Revenons à Veja : comment avez-vous fait pour acquérir une renommée mondiale sans faire de pub ?
F.-G.M. : Nous nous passons de publicité, mais pas de communication ! D’ailleurs, la première personne que nous avons embauchée s’occupait des relations presse. Cela nous a permis d’avoir rapidement des articles sur Veja dans des journaux comme Le Monde, Le Figaro ou Libération. Il faut aussi se replacer dans le contexte du milieu des années 2000 : les réseaux sociaux n’avaient pas l’ampleur qu’ils ont aujourd’hui et les blogs étaient encore balbutiants.

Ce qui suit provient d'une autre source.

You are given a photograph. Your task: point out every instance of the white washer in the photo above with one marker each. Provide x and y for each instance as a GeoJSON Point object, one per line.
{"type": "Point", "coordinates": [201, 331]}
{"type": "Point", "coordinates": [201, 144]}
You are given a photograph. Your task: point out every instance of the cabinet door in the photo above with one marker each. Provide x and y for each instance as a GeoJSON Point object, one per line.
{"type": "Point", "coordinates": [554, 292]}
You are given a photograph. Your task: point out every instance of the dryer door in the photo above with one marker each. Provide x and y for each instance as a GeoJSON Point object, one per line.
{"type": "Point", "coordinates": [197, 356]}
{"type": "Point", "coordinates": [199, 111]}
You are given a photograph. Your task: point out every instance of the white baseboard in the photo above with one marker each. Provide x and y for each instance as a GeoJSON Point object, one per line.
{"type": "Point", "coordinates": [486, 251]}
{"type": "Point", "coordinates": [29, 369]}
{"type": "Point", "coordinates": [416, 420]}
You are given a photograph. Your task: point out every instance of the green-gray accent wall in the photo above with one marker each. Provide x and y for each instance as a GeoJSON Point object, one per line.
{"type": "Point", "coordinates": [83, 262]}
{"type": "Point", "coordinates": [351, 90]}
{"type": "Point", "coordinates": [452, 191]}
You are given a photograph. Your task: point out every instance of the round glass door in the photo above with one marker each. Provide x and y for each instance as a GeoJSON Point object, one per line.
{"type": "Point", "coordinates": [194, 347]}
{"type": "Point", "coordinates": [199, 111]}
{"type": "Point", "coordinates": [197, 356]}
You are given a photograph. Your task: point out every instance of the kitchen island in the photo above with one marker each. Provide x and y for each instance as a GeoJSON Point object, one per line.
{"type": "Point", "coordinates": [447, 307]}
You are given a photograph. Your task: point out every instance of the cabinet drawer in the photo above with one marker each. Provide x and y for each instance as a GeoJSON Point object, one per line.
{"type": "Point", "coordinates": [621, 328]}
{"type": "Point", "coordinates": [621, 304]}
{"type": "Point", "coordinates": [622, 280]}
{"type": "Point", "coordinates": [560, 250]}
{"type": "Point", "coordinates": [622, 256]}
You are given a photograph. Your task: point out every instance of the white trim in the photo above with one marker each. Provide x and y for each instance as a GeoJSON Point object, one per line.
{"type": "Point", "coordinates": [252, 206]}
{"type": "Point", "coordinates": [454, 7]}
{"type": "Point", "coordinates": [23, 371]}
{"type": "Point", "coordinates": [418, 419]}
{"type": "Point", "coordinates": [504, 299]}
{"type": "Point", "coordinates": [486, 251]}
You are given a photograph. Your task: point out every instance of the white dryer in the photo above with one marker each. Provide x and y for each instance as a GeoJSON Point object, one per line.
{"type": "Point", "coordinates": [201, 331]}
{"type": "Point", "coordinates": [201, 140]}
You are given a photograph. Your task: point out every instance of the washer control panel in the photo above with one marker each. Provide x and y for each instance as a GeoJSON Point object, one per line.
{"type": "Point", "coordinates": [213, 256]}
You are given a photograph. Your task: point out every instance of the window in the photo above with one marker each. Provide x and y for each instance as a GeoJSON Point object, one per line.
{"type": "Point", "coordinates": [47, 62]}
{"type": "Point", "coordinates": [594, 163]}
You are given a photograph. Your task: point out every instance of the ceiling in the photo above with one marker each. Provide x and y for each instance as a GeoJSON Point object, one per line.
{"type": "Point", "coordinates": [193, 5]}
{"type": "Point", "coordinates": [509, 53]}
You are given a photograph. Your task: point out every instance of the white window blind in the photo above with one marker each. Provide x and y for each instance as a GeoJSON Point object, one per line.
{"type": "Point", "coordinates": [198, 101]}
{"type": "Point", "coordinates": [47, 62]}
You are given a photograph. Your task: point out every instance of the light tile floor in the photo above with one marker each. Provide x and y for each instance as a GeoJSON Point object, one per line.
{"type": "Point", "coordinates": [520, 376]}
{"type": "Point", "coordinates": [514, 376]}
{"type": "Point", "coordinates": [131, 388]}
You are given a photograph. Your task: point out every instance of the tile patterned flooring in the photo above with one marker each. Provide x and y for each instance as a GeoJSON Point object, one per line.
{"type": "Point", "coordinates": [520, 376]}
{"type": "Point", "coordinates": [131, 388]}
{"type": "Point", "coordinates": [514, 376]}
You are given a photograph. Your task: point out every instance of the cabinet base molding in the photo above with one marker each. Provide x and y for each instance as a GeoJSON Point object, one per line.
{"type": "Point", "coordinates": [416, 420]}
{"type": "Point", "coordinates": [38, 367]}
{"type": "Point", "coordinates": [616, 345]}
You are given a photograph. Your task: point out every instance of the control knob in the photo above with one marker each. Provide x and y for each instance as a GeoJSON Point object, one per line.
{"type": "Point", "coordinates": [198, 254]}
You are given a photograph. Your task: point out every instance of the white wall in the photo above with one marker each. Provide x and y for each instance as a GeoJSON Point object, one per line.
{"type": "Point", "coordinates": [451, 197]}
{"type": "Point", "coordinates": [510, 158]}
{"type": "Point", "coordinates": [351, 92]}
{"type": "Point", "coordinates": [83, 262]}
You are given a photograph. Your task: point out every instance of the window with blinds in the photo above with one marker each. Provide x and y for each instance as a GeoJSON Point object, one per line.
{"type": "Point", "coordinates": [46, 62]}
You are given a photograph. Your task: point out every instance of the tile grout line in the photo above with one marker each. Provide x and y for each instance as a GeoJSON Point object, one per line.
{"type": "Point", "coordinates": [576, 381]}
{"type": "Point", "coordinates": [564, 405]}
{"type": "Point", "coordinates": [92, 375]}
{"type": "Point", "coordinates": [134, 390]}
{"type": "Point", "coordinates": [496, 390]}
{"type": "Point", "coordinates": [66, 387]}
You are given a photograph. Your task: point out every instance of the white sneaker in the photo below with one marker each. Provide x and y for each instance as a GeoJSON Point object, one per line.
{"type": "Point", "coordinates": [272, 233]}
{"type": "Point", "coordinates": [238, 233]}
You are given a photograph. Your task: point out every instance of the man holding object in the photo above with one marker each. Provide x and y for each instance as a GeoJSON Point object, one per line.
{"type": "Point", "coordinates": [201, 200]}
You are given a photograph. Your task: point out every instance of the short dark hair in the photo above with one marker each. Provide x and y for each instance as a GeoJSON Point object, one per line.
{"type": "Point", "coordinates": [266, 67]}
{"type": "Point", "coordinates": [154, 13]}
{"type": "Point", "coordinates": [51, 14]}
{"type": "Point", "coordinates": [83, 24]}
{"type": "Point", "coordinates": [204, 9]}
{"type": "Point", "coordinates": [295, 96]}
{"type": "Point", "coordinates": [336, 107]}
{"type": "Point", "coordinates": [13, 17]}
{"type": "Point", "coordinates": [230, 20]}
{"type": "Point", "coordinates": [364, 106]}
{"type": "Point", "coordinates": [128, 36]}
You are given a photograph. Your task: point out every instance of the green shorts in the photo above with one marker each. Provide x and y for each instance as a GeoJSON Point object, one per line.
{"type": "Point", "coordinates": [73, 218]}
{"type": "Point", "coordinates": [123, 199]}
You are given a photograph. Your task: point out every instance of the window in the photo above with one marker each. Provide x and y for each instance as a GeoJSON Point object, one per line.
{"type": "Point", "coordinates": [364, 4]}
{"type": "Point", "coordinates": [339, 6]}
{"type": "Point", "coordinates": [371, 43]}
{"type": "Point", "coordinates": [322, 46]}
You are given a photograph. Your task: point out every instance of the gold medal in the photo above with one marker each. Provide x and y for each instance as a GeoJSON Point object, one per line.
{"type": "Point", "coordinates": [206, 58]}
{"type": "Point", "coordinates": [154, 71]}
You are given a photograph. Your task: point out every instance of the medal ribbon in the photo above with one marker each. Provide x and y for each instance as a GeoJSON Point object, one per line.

La presse a donc été votre premier levier de communication. Quelles relations entretenez-vous avec les journalistes ?
F.-G.M. : Bien que nous travaillions désormais avec des agences de presse dans le monde entier, nous développons des relations en direct avec les médias : nous pensons que l’agence ne doit pas faire écran, barrage. Nous emmenons aussi des journalistes sur le terrain pour leur faire vivre l’aventure en Amazonie, au Brésil, au plus près de notre usine. C’est roots, ils vivent avec les producteurs et nous n’essayons pas de leur cacher la déforestation rampante… L’ambiance est en somme très différente de celle des voyages de presse habituels.
Quid des influenceurs ?
F.-G.M. : Nous ne payons aucun influenceur, ni personne, pour parler de notre marque. Parfois, des célébrités nous font de la publicité, sans nous prévenir, et nous l’apprenons par les réseaux. Je me souviens d’un post amusant de Marion Cotillard, il y a cinq ans, dans lequel l’actrice précisait expressément qu’elle ne recevait pas un centime de Veja et qu’elle avait acheté elle-même ses baskets : « I have nothing to do with this brand, this is not publicity, this is just love ». Ce type de posts crédibilise notre marque.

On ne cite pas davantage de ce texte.